CMS Questions and Answers
The additional CMS guidance provides, unfortunately, only a few new pieces of information. For the most part the Questions and Answers reiterate information that was already communicated in the original Memorandum. That being said, the following are new guidance from CMS:
• Reporting a reasonable suspicion of a crime does not require “first-hand knowledge” of the events giving rise to the reasonable suspicion.
• Continuing Care Retirement Communities must comply with the reporting requirements and, specifically, notices that are required to be posted must be so posted in the SNF/NF portion of the community and not in each building or unit of the entire community.
• To promote a culture of safety, and to encourage reporting of reasonable suspicions of crimes, it is not recommended that facilities require covered individuals report to the facility when a report of a reasonable suspicion of a crime is made. Anti-retaliation provisions of the reporting requirement reinforce this premise.
However, this guidance must be balanced with the requirement for facilities to ensure that all alleged violations involving mistreatment, abuse, neglect, injuries of unknown origin and misappropriation of resident property are immediately reported to the administrator and other officials in accordance with current law.
• The 2-hour and 24-hour reporting requirements for reports of reasonable suspicions of crimes (2-hours when events results in serious bodily injury, and 24-hours for all other reports) are based on actual (clock) time, and not business hours.

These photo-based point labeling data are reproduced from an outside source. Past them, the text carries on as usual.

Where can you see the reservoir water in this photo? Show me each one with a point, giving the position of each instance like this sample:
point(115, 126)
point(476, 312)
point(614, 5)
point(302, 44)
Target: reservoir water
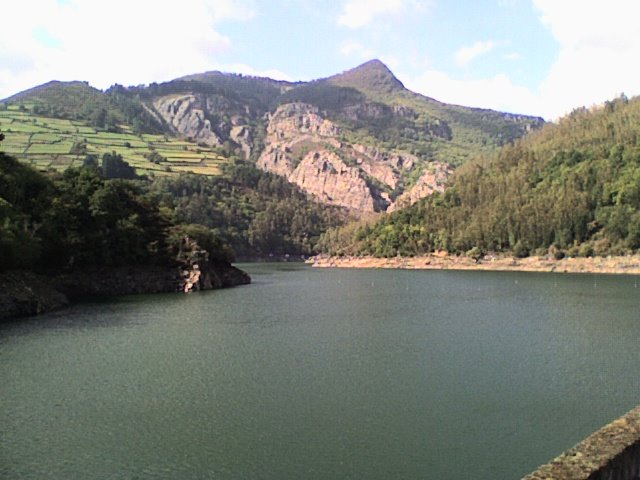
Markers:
point(321, 374)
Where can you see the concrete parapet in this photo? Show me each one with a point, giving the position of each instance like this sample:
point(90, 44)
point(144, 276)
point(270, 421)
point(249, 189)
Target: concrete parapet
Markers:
point(611, 453)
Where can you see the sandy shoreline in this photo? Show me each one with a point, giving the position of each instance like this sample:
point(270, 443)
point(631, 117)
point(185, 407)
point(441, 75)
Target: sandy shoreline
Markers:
point(615, 265)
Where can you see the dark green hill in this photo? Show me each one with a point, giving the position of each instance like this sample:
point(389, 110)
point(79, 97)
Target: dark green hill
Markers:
point(572, 187)
point(79, 101)
point(369, 102)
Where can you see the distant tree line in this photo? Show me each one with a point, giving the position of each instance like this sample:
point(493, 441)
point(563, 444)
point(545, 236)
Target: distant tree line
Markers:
point(569, 189)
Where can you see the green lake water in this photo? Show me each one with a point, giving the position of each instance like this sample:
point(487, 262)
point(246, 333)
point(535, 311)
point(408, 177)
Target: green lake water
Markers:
point(321, 374)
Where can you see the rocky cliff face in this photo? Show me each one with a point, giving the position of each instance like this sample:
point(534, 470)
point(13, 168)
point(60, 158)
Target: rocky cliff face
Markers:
point(309, 151)
point(24, 293)
point(205, 119)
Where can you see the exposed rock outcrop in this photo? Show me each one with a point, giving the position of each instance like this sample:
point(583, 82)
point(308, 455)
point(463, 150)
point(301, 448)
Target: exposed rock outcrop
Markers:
point(308, 150)
point(24, 293)
point(205, 119)
point(323, 174)
point(433, 179)
point(186, 115)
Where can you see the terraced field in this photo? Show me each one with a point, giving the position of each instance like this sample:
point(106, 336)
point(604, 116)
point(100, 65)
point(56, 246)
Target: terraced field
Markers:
point(51, 143)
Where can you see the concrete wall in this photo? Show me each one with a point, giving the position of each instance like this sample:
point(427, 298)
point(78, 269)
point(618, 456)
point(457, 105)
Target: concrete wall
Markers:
point(611, 453)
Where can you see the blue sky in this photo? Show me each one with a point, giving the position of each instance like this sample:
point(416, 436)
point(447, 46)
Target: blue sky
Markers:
point(542, 57)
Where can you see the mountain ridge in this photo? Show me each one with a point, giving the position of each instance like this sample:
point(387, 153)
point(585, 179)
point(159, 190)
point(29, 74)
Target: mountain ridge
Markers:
point(368, 129)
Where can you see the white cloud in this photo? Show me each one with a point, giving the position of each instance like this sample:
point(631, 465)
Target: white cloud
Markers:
point(497, 93)
point(513, 56)
point(122, 41)
point(599, 49)
point(352, 48)
point(465, 55)
point(360, 13)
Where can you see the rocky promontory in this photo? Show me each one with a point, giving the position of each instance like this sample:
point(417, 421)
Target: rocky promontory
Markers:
point(24, 293)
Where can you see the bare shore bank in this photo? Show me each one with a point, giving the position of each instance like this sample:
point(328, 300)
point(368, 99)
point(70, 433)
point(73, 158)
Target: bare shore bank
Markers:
point(616, 265)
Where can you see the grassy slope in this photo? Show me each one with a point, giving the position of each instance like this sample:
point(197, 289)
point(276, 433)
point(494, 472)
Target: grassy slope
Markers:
point(48, 142)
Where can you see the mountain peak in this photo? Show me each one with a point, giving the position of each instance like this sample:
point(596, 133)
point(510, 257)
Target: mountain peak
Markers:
point(370, 76)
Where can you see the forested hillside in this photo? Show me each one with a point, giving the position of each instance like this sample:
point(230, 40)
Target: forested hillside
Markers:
point(357, 140)
point(570, 188)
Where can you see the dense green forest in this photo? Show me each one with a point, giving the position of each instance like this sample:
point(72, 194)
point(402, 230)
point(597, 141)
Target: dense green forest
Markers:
point(571, 188)
point(102, 214)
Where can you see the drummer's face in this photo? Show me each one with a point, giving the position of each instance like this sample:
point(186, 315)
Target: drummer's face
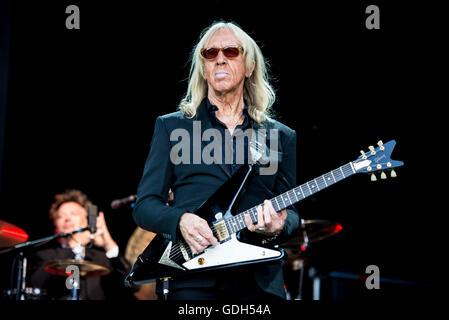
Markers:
point(71, 216)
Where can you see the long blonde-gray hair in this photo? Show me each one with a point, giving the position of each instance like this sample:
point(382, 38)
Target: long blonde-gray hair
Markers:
point(257, 89)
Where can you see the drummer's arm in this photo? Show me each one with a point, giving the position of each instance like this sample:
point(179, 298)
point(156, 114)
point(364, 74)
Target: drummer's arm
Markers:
point(37, 275)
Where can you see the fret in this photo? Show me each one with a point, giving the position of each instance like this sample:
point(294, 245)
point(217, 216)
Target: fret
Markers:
point(317, 185)
point(234, 224)
point(333, 177)
point(283, 202)
point(254, 215)
point(299, 192)
point(229, 226)
point(310, 190)
point(329, 178)
point(313, 188)
point(324, 180)
point(237, 223)
point(304, 193)
point(275, 206)
point(342, 172)
point(352, 167)
point(296, 194)
point(337, 175)
point(287, 199)
point(276, 199)
point(242, 222)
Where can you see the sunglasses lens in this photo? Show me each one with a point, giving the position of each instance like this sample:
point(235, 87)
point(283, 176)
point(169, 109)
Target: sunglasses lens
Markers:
point(209, 53)
point(231, 52)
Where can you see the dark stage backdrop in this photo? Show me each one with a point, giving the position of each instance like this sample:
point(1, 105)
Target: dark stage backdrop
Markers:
point(82, 104)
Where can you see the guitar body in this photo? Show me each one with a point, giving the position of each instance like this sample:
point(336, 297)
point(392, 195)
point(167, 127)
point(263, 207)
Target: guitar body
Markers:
point(163, 258)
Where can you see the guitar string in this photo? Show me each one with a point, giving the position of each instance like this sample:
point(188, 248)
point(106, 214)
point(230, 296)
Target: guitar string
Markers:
point(176, 252)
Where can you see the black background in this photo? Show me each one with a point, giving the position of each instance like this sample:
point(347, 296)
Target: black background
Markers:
point(82, 105)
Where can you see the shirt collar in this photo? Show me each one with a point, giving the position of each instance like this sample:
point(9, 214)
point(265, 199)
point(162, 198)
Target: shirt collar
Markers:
point(211, 107)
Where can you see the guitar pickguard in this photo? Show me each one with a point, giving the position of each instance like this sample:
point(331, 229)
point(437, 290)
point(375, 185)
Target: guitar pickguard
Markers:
point(230, 252)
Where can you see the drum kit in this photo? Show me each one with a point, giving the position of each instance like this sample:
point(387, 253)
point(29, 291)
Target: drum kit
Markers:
point(311, 231)
point(13, 238)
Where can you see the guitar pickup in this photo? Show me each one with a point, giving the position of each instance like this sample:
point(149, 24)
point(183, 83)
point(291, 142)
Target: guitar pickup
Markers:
point(222, 230)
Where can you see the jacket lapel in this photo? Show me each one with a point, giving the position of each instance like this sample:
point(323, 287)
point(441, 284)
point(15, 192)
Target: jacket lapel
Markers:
point(203, 116)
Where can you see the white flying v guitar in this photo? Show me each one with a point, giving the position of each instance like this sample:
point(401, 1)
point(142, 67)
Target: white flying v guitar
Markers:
point(163, 258)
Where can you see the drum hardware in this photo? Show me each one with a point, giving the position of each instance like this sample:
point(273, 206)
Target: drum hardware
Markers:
point(311, 231)
point(14, 238)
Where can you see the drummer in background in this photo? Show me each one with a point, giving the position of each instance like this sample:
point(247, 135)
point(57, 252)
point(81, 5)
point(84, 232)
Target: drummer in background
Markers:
point(69, 213)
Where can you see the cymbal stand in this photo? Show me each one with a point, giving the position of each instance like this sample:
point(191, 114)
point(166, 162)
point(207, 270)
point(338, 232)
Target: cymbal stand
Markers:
point(22, 261)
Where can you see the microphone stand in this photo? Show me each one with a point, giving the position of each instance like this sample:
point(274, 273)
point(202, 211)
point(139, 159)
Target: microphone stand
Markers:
point(22, 261)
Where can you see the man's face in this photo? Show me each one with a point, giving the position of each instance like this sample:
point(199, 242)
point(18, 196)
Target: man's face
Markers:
point(221, 73)
point(71, 216)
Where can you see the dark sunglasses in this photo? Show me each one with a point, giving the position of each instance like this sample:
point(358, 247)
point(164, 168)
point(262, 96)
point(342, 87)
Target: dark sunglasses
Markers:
point(229, 52)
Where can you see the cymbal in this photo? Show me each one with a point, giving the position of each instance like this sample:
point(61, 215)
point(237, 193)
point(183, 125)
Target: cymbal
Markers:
point(10, 235)
point(87, 269)
point(312, 231)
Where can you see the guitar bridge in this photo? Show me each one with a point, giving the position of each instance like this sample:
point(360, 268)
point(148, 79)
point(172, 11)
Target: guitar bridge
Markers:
point(222, 230)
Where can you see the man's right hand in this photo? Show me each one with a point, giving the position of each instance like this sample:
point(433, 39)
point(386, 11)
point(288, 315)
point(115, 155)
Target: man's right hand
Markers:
point(196, 232)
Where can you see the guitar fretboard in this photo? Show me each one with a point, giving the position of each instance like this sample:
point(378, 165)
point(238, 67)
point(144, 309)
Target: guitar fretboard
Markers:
point(286, 199)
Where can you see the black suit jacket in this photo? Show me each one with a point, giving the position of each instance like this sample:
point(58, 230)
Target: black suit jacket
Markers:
point(192, 184)
point(110, 286)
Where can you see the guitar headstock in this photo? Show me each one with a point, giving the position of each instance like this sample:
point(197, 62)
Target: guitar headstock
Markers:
point(377, 159)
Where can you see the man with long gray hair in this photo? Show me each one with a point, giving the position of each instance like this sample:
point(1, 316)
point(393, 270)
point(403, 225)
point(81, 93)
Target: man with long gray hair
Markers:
point(228, 95)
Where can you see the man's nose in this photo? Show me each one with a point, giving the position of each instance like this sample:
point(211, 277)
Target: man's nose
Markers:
point(221, 59)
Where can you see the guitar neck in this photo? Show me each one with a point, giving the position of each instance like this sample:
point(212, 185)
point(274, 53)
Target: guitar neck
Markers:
point(286, 199)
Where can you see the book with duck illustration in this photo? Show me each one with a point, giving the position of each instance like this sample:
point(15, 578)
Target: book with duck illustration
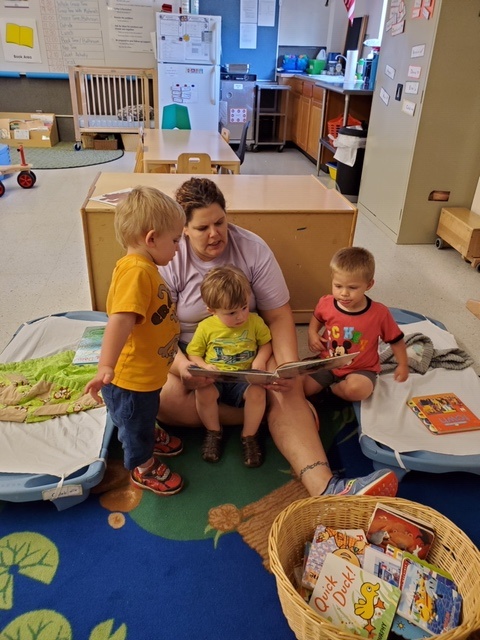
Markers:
point(354, 600)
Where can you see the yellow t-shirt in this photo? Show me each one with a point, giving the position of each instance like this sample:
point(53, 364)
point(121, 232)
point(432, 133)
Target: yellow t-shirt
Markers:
point(226, 347)
point(149, 351)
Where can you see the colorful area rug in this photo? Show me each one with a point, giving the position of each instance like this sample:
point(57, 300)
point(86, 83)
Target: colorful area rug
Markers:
point(129, 565)
point(64, 156)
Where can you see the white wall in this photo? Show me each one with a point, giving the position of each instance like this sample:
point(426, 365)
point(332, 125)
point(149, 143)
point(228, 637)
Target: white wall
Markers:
point(311, 23)
point(303, 23)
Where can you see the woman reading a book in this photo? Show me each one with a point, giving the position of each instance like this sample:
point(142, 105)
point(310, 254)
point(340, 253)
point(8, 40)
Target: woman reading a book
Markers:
point(210, 241)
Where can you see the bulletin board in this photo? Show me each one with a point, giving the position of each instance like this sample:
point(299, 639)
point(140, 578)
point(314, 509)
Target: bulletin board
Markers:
point(48, 36)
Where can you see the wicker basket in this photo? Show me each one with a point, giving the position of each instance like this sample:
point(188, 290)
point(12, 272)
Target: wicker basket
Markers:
point(335, 124)
point(451, 550)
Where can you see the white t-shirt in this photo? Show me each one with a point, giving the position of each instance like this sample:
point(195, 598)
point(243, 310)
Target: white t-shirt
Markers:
point(245, 250)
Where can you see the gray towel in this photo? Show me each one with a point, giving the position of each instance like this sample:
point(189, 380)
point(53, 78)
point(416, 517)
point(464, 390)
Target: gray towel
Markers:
point(422, 356)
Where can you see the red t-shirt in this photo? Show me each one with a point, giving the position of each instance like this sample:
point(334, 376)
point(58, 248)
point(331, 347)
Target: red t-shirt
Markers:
point(348, 332)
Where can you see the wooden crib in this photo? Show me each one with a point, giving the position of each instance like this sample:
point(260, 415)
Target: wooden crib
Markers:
point(106, 100)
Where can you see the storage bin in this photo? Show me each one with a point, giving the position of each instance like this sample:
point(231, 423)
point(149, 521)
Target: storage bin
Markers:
point(452, 550)
point(335, 124)
point(315, 67)
point(332, 170)
point(4, 158)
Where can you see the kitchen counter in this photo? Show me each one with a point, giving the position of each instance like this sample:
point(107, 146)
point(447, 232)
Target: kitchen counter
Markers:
point(345, 88)
point(316, 105)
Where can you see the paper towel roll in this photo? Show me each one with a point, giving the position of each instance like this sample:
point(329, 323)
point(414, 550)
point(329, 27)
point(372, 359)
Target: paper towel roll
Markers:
point(351, 66)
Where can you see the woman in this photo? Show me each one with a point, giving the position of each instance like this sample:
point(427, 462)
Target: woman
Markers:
point(210, 241)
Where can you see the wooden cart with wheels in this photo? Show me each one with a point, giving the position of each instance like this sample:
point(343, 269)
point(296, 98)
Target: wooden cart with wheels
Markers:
point(460, 228)
point(26, 178)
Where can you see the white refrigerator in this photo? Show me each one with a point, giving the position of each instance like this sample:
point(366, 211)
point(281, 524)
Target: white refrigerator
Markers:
point(188, 59)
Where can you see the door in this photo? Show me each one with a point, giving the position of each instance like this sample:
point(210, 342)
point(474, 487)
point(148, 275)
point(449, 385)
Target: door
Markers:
point(188, 96)
point(397, 103)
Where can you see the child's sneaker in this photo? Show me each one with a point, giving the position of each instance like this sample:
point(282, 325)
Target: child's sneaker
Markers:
point(165, 444)
point(378, 483)
point(158, 479)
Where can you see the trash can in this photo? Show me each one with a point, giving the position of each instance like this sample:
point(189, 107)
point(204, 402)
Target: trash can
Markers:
point(350, 144)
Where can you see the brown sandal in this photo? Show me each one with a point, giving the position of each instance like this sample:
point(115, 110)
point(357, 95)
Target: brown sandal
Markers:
point(252, 452)
point(212, 446)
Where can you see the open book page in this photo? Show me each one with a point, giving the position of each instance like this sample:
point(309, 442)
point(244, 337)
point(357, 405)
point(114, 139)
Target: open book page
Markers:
point(287, 370)
point(112, 198)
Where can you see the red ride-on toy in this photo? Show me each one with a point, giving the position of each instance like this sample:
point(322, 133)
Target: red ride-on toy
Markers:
point(26, 178)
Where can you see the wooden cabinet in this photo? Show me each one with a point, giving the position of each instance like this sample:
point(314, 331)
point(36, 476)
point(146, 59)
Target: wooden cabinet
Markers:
point(315, 122)
point(355, 103)
point(305, 114)
point(301, 221)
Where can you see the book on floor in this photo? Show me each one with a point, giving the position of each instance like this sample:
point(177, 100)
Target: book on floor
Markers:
point(346, 542)
point(89, 347)
point(444, 413)
point(287, 370)
point(390, 526)
point(355, 600)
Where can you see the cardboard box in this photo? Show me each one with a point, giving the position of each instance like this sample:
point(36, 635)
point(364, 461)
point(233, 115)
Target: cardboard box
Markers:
point(105, 145)
point(40, 129)
point(105, 142)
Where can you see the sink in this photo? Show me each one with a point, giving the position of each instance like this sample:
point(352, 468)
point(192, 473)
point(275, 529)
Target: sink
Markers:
point(326, 78)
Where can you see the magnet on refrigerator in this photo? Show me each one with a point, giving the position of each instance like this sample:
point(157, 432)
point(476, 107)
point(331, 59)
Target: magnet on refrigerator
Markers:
point(188, 59)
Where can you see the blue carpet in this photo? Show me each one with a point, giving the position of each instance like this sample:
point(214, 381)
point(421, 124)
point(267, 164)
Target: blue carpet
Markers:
point(128, 565)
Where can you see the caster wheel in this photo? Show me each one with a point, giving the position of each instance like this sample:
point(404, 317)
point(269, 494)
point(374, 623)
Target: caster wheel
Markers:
point(25, 179)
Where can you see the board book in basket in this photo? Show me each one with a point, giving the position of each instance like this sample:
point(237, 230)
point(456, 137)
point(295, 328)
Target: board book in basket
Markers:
point(287, 370)
point(444, 413)
point(89, 347)
point(390, 526)
point(429, 597)
point(348, 543)
point(355, 600)
point(381, 564)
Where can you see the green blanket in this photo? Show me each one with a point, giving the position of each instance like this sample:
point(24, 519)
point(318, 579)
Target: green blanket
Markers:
point(39, 389)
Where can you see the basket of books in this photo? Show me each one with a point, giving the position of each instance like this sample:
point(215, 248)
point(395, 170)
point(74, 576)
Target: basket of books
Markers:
point(447, 562)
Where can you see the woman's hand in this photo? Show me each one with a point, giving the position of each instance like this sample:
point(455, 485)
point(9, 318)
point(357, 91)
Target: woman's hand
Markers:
point(281, 385)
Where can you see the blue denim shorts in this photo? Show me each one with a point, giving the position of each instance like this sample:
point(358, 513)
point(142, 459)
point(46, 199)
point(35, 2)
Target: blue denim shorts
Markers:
point(231, 393)
point(134, 414)
point(326, 377)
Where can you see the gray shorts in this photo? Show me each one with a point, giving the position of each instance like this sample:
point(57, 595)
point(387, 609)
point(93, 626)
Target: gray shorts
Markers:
point(326, 377)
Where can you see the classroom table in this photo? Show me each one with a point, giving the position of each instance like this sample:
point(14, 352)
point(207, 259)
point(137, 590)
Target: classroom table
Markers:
point(303, 222)
point(161, 148)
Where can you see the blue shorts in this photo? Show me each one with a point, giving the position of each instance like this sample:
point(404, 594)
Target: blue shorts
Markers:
point(326, 377)
point(134, 414)
point(231, 393)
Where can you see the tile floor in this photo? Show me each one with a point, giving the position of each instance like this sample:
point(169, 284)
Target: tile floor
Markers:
point(43, 268)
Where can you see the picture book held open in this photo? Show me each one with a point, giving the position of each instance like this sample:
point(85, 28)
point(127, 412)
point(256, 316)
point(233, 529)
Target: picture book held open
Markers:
point(444, 413)
point(287, 370)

• Incidents such as falls, bruising/injuries of unknown origin, resident-on-resident abuse, and other events, may be subject to the crimes reporting requirement, but are case specific. Each of these events would be reportable as an incident, but whether there is a reasonable suspicion of a crime depends on the surrounding circumstances.
Indiana State Department of Health Guidance
The ISDH released ISDH Program Advisory LTC-2011-01, which includes several helpful attachments. The ISDH Program Advisory hits many similar points that the CMS Memorandum discusses, but gives specific guidance on the reporting process and contact information for submitting reports to the ISDH, gives recommendations for implementation of the reporting requirements, includes templates for required and recommended postings, a revised Incident Report Form, and an ISDH Q&A document.
The ISDH materials may be located on the LTC Incident Reporting website at http://www.in.gov/isdh/23638.htm (documents are at the bottom of the page under “Program Guidance and Advisory Letters”). Most notably, the ISDH recognizes that the reporting requirements is current law and is in effect. However, the ISDH sets out an implementation timetable in the form of a checklist (see Implementation Checklist for Facilities) that does provide for some additional time for facilities to get up to speed with the law.
Recommendations
LTC facilities should immediately develop policies and procedures implementing the crimes reporting requirements. According to CMS, the law is in effect and should be enforced by State and Federal Surveyors.
Training of covered individuals (owners, operators, employees, managers, agents or contractors of the facility) regarding their individual duty under the requirement is critical. Each facility will want to be sure that each covered individual understands his/her responsibility, how to make a report, how to join a group report if a group report is being made, that the individual is are not to be retaliated against for making a report to the ISDH or local law enforcement and if retaliation occurs how the individual can make a report regarding such retaliation.
LTC facilities need to reach out to their local law enforcement agency, either the county sheriff or city/town police, as applicable, regarding communication of reports. Establishing a relationship with local law enforcement for purposes of reporting reasonable suspicions and understanding what constitutes a crime in the local jurisdiction are key components to implementation.